Today almost all people seeking treatment from a psychiatrist are given medications to reduce their symptoms. However, with psychiatric orgone therapy it is usual that patients, over time, find themselves able to wean themselves off medication and function without pharmacologic treatment. Reich’s therapy is unique in that it not only relieves distressing symptoms, but also does much more. It enables individuals to expand and feel pleasure, and better enjoy the many satisfactions life has to offer.

There are people who claim to practice some form of “Reichian” or “orgone” therapy, even though they have had no formal training in medicine or psychology.
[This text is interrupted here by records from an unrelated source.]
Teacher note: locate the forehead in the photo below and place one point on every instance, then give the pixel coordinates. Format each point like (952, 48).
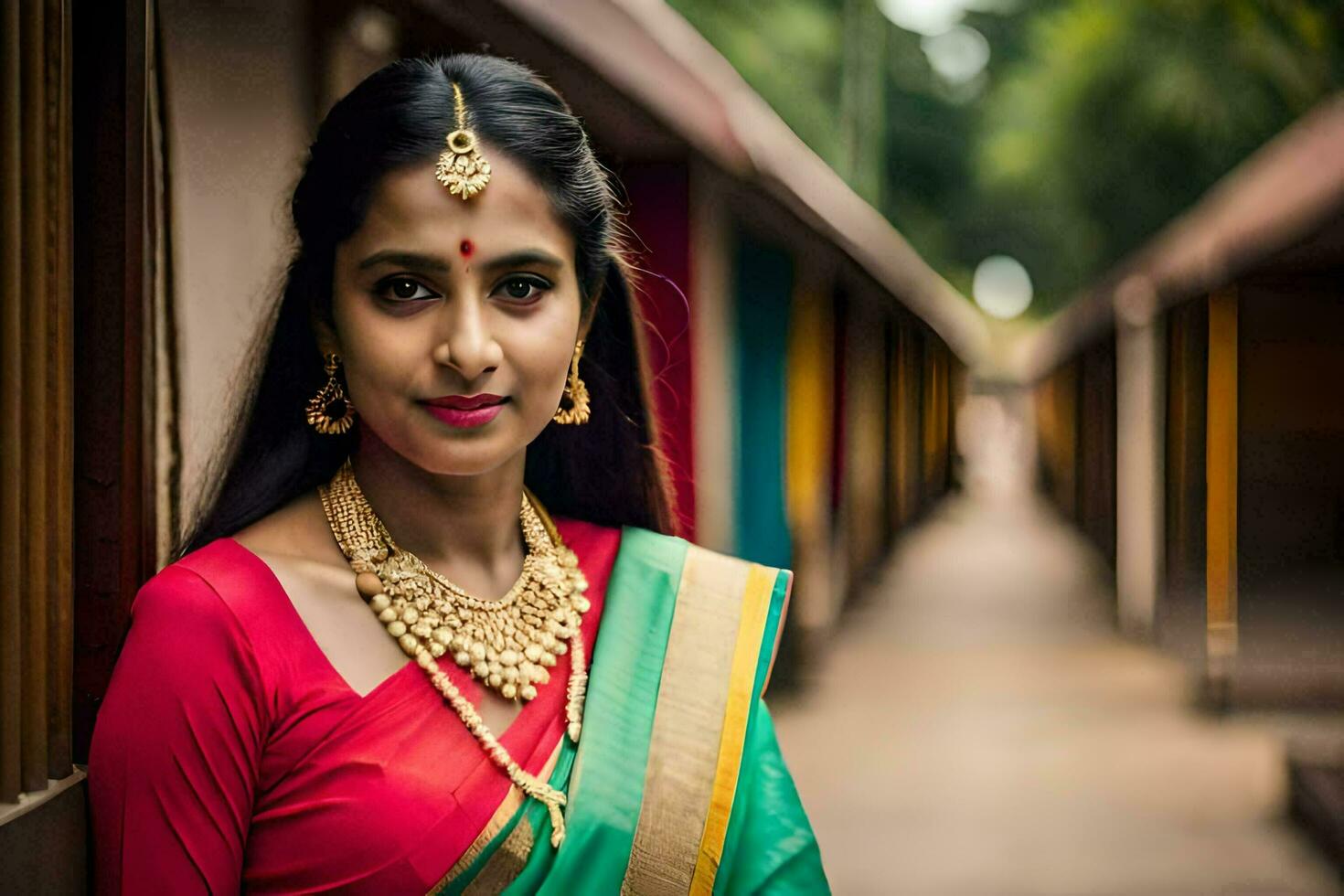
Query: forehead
(411, 209)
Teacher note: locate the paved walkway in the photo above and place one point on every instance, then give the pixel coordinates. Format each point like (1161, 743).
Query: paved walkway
(978, 729)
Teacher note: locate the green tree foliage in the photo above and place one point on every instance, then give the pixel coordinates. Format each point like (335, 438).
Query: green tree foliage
(1118, 116)
(1094, 123)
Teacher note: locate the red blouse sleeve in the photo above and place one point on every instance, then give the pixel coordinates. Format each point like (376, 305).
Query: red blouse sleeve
(176, 747)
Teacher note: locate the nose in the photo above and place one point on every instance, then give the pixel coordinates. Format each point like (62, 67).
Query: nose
(469, 346)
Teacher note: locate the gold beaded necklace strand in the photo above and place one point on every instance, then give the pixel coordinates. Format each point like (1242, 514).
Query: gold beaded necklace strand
(507, 644)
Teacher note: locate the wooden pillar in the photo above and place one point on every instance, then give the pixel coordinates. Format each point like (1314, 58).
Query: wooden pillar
(903, 421)
(714, 368)
(35, 398)
(1221, 461)
(1140, 421)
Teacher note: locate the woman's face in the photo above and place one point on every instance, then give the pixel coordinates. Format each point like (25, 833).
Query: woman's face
(436, 297)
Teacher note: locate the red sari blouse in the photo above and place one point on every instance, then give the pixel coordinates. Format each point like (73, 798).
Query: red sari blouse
(230, 753)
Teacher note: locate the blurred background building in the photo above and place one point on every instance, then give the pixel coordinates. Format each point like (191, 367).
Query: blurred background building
(1012, 326)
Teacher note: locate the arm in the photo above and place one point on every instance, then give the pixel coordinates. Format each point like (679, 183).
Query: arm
(176, 746)
(771, 845)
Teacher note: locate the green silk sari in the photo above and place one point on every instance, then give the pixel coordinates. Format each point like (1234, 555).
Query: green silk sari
(677, 784)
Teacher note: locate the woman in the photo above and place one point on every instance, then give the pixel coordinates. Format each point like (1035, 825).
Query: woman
(451, 394)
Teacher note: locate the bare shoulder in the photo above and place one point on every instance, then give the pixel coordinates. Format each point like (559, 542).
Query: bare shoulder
(296, 529)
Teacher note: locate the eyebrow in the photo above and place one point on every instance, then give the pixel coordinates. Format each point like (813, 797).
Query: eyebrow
(436, 263)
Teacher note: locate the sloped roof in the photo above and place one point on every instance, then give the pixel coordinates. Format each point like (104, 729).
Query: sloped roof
(649, 53)
(1286, 192)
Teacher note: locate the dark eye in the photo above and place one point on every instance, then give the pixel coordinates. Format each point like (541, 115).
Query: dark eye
(403, 289)
(523, 288)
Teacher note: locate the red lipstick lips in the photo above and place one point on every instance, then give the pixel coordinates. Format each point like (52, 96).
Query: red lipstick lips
(465, 411)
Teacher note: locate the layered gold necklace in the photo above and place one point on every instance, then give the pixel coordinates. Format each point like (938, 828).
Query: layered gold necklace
(508, 645)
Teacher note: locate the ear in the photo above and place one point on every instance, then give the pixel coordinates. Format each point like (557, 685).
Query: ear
(325, 335)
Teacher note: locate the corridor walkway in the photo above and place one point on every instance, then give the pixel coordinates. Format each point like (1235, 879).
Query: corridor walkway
(978, 730)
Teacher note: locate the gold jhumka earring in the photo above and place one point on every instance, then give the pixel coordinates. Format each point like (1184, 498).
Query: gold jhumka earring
(331, 397)
(577, 391)
(461, 166)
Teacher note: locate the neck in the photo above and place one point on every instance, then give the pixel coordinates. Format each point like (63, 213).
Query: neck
(468, 521)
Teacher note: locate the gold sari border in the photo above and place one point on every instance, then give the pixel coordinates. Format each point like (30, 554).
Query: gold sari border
(503, 815)
(688, 723)
(746, 655)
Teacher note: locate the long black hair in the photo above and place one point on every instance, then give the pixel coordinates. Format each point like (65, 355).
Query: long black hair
(608, 470)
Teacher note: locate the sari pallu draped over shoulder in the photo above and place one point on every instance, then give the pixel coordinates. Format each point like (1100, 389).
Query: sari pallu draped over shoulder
(677, 784)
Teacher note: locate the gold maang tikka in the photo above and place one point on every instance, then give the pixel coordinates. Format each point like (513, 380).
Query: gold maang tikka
(461, 166)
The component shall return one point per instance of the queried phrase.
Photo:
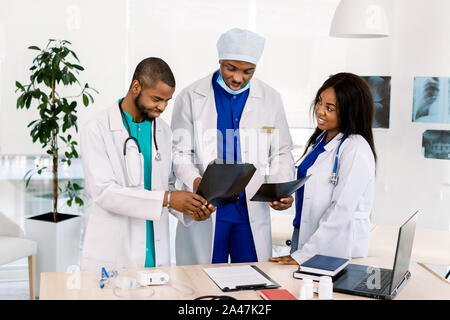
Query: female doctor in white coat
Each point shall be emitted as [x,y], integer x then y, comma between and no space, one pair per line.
[333,208]
[127,163]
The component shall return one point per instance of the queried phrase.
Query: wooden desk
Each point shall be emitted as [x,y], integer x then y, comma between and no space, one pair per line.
[57,285]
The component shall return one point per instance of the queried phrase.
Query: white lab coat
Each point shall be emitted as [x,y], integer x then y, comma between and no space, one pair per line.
[335,220]
[115,219]
[265,141]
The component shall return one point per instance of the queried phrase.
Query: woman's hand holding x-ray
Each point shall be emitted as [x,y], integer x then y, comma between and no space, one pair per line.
[191,204]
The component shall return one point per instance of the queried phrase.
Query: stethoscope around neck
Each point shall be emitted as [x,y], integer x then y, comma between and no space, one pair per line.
[334,174]
[131,138]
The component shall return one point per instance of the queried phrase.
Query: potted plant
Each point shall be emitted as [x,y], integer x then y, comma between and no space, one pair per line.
[54,68]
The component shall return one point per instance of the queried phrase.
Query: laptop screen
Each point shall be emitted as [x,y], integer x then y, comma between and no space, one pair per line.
[404,249]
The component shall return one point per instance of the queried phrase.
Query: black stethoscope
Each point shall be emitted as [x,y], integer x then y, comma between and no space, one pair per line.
[130,137]
[334,175]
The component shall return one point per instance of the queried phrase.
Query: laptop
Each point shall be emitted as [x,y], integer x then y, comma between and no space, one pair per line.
[381,283]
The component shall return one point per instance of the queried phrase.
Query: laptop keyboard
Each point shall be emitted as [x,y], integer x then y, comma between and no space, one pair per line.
[385,281]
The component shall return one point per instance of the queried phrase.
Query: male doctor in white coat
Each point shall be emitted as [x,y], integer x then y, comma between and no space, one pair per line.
[230,115]
[127,162]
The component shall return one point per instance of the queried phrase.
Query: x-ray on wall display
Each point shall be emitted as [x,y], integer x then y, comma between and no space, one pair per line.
[436,144]
[381,92]
[431,101]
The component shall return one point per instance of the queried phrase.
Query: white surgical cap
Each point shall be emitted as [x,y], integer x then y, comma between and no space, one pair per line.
[241,45]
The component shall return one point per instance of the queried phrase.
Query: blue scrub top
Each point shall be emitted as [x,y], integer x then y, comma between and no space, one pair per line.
[229,109]
[307,163]
[142,131]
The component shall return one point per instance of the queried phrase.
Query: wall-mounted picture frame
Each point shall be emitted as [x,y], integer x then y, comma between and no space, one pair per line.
[436,144]
[380,87]
[431,100]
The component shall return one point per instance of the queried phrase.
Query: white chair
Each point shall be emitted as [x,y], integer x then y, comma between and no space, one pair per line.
[13,246]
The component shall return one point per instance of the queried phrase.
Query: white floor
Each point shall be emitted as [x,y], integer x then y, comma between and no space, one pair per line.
[15,290]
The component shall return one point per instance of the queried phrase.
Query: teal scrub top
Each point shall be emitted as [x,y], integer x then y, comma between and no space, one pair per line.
[142,131]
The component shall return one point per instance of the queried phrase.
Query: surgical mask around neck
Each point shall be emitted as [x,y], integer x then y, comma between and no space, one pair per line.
[222,83]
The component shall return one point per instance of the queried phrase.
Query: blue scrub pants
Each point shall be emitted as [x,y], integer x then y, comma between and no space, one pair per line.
[234,239]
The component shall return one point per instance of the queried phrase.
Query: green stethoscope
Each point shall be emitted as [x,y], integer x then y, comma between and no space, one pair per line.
[130,137]
[334,174]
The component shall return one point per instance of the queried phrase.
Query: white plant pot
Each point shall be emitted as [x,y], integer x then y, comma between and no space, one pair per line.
[58,243]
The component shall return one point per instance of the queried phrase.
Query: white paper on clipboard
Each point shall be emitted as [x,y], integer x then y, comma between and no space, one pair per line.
[238,278]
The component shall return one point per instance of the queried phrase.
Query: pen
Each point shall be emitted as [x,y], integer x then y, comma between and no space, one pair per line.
[251,286]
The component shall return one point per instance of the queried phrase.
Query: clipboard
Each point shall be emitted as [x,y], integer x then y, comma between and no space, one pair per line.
[237,278]
[269,192]
[223,183]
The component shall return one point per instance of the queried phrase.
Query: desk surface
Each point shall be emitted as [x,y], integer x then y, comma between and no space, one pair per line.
[83,285]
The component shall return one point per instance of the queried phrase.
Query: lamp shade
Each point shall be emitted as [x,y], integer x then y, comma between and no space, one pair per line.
[359,19]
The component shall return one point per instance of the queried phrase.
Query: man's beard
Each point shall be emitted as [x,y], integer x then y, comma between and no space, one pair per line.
[142,109]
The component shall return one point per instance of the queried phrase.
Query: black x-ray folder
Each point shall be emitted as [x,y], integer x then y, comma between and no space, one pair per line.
[269,192]
[222,183]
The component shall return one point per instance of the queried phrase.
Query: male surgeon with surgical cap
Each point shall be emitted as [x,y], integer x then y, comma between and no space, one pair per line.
[234,117]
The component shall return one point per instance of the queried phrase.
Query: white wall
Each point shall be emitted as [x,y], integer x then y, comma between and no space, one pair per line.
[111,37]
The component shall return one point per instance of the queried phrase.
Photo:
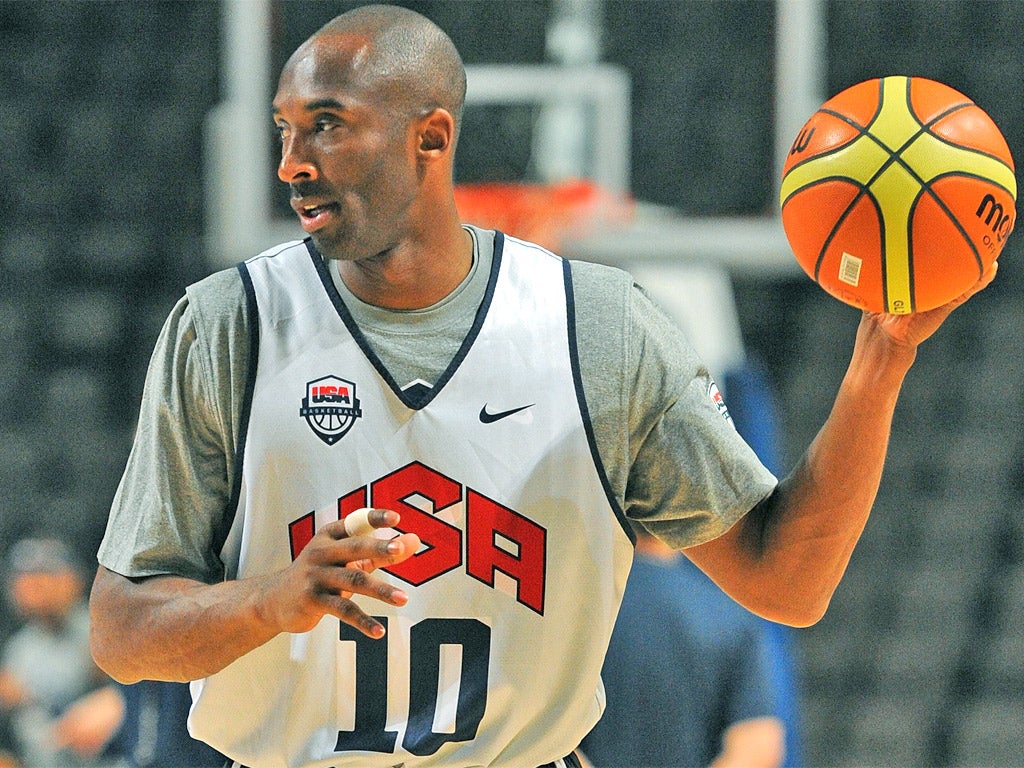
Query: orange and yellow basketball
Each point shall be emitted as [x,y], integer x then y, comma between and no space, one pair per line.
[897,195]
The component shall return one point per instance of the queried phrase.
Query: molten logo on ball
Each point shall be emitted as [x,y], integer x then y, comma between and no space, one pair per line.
[897,195]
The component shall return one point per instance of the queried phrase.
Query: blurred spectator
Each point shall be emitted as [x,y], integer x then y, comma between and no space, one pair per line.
[688,675]
[61,710]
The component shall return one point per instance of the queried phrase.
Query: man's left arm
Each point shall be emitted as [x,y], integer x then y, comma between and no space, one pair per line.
[784,558]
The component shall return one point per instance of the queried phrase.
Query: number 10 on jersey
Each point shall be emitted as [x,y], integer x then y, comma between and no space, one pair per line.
[444,705]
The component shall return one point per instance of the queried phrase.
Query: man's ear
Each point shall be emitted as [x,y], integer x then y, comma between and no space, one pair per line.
[436,133]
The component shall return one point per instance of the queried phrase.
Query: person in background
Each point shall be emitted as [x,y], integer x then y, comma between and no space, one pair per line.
[62,711]
[687,677]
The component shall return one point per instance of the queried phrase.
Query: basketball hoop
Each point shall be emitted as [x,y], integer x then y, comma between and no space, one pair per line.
[545,214]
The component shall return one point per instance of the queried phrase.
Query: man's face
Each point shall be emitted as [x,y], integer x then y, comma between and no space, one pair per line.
[45,595]
[347,150]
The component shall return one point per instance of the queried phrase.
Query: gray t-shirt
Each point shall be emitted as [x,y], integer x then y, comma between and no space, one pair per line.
[672,460]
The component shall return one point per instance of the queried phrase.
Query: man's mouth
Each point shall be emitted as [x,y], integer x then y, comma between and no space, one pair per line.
[313,216]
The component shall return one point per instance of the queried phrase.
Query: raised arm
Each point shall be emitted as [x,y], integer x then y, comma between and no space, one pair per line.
[170,628]
[784,559]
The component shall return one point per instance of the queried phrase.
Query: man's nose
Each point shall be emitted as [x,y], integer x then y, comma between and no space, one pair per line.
[296,163]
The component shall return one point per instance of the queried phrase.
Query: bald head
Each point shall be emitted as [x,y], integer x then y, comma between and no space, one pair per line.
[397,52]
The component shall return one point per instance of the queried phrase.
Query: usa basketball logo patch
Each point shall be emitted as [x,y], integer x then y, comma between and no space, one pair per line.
[716,396]
[330,408]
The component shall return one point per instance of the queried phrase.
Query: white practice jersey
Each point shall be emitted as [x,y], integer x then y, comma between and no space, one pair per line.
[496,658]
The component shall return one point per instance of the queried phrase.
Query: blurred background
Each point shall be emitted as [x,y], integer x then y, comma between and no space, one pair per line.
[118,187]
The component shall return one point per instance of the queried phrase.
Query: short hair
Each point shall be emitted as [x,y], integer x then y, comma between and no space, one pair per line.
[410,50]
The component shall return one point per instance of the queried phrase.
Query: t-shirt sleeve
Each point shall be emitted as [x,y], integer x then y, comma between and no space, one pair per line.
[692,475]
[172,503]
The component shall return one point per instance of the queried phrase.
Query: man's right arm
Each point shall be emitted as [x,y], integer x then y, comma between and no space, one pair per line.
[173,628]
[160,606]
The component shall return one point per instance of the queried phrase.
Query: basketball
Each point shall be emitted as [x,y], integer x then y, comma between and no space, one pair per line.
[897,195]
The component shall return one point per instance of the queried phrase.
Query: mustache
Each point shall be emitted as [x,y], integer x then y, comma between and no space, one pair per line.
[308,189]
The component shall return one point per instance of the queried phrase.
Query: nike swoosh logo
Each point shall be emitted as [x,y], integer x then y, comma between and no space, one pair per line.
[488,418]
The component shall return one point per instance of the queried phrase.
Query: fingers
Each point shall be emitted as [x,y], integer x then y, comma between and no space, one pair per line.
[338,564]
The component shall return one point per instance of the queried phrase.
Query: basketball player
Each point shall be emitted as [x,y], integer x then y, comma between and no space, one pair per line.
[501,410]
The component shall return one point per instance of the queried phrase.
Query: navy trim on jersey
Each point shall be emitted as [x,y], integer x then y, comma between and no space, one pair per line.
[582,400]
[220,536]
[418,398]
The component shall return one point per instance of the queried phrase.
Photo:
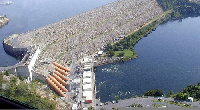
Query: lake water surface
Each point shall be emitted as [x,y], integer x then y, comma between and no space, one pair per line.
[26,15]
[169,59]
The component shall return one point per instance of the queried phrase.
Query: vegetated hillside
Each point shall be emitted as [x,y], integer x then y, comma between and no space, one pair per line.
[180,8]
[34,93]
[86,33]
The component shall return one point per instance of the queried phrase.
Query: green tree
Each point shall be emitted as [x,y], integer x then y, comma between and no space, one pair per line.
[170,94]
[158,92]
[182,96]
[121,54]
[149,93]
[111,53]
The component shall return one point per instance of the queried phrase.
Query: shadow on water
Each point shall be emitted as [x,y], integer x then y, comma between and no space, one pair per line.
[168,60]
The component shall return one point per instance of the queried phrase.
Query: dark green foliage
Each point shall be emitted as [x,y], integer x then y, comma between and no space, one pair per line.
[193,91]
[170,94]
[24,92]
[157,92]
[110,53]
[181,8]
[182,96]
[6,73]
[121,54]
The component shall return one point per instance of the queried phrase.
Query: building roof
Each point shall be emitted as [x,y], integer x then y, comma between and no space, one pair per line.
[87,86]
[100,52]
[87,80]
[87,74]
[87,94]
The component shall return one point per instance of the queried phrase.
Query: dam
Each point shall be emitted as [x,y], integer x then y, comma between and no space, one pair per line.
[72,39]
[86,33]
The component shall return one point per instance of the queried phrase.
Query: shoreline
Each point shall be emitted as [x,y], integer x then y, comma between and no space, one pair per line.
[3,21]
[103,60]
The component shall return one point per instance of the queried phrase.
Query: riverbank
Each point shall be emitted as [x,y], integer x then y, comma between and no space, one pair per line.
[3,21]
[86,33]
[147,103]
[123,50]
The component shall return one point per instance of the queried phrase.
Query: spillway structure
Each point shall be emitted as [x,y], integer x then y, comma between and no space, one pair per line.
[58,80]
[84,34]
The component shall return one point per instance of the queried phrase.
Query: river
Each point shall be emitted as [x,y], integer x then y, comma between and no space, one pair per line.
[169,59]
[26,15]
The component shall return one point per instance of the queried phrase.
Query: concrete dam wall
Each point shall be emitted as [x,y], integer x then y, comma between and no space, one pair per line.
[86,33]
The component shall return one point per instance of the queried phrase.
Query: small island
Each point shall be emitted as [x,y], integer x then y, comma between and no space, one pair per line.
[3,21]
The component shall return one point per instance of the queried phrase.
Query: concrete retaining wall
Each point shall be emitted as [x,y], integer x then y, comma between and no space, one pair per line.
[17,52]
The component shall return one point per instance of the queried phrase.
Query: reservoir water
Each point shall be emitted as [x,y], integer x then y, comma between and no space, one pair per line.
[169,59]
[26,15]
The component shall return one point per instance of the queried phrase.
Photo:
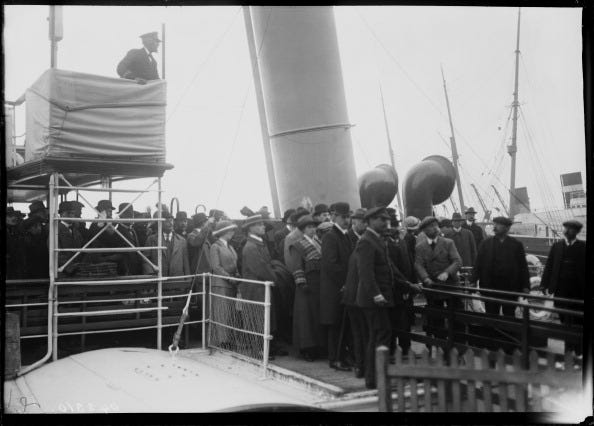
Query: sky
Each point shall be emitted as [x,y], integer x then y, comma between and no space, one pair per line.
[213,132]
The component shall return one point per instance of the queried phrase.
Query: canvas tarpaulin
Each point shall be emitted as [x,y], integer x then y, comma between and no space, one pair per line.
[71,114]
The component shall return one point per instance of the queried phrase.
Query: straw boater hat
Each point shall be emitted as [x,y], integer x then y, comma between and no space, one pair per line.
[223,227]
[252,220]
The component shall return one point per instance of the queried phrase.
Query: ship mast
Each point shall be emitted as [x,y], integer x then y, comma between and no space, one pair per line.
[453,146]
[513,149]
[391,149]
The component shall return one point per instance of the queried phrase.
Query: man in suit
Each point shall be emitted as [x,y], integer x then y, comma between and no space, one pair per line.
[437,260]
[501,265]
[565,274]
[139,64]
[375,292]
[477,231]
[463,239]
[256,265]
[175,257]
[336,250]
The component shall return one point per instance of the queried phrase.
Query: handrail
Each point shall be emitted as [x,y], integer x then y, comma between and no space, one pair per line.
[504,302]
[510,293]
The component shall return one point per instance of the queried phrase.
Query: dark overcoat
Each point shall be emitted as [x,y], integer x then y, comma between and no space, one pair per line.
[550,276]
[336,250]
[136,64]
[483,269]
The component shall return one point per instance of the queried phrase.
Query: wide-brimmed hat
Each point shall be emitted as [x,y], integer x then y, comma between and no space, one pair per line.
[342,209]
[320,208]
[428,220]
[223,227]
[103,205]
[502,220]
[376,212]
[36,206]
[153,34]
[252,220]
[575,224]
[358,214]
[412,223]
[304,221]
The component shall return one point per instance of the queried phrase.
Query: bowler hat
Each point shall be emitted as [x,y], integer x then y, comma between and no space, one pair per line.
[288,214]
[502,220]
[36,206]
[411,223]
[152,34]
[572,223]
[252,220]
[358,214]
[304,221]
[342,209]
[199,219]
[376,212]
[428,220]
[223,226]
[320,208]
[103,205]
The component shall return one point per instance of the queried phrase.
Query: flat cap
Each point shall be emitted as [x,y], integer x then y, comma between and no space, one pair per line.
[428,220]
[502,220]
[377,212]
[572,223]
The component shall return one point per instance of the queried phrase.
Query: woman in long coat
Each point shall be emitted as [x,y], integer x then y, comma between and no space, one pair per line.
[224,263]
[303,261]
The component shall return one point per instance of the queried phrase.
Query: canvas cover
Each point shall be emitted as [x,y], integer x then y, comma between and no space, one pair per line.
[71,114]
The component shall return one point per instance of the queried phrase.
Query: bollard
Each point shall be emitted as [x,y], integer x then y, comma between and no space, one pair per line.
[12,360]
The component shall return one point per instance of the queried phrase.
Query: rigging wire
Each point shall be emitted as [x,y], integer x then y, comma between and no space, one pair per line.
[206,60]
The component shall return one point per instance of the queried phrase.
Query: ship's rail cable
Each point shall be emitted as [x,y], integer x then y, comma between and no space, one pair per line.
[203,64]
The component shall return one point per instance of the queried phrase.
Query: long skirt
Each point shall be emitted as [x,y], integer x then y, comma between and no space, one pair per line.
[306,313]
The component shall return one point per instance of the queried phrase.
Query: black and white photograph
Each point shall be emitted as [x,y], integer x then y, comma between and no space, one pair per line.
[281,209]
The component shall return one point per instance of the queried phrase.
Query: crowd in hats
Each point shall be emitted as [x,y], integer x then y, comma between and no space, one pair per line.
[344,279]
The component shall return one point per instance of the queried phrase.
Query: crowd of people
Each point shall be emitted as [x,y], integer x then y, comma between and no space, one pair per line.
[343,278]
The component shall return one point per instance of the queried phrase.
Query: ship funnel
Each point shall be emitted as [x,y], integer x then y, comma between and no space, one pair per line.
[428,183]
[378,186]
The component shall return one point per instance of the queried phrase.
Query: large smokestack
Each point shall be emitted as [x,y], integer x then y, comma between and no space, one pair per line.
[305,104]
[428,183]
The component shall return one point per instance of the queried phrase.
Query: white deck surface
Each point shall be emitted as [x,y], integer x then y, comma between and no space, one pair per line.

Often the techniques used by these self-proclaimed therapists have little or nothing to do with the very specific methods Reich developed and taught. The value of such therapies is questionable and may even harm those who get involved in them.

Qualified psychiatric orgone therapists have extensive training. They are physicians who have gone on to specialize in psychiatry and then in the very unique subspecialty of orgone therapy. They practice in much the same way as Reich did more than a half century ago. Ph.D. Psychologists who have had proper training can practice a form of orgone therapy safely and effectively. However, it is crucial they have supervision by a qualified psychiatric orgone therapist.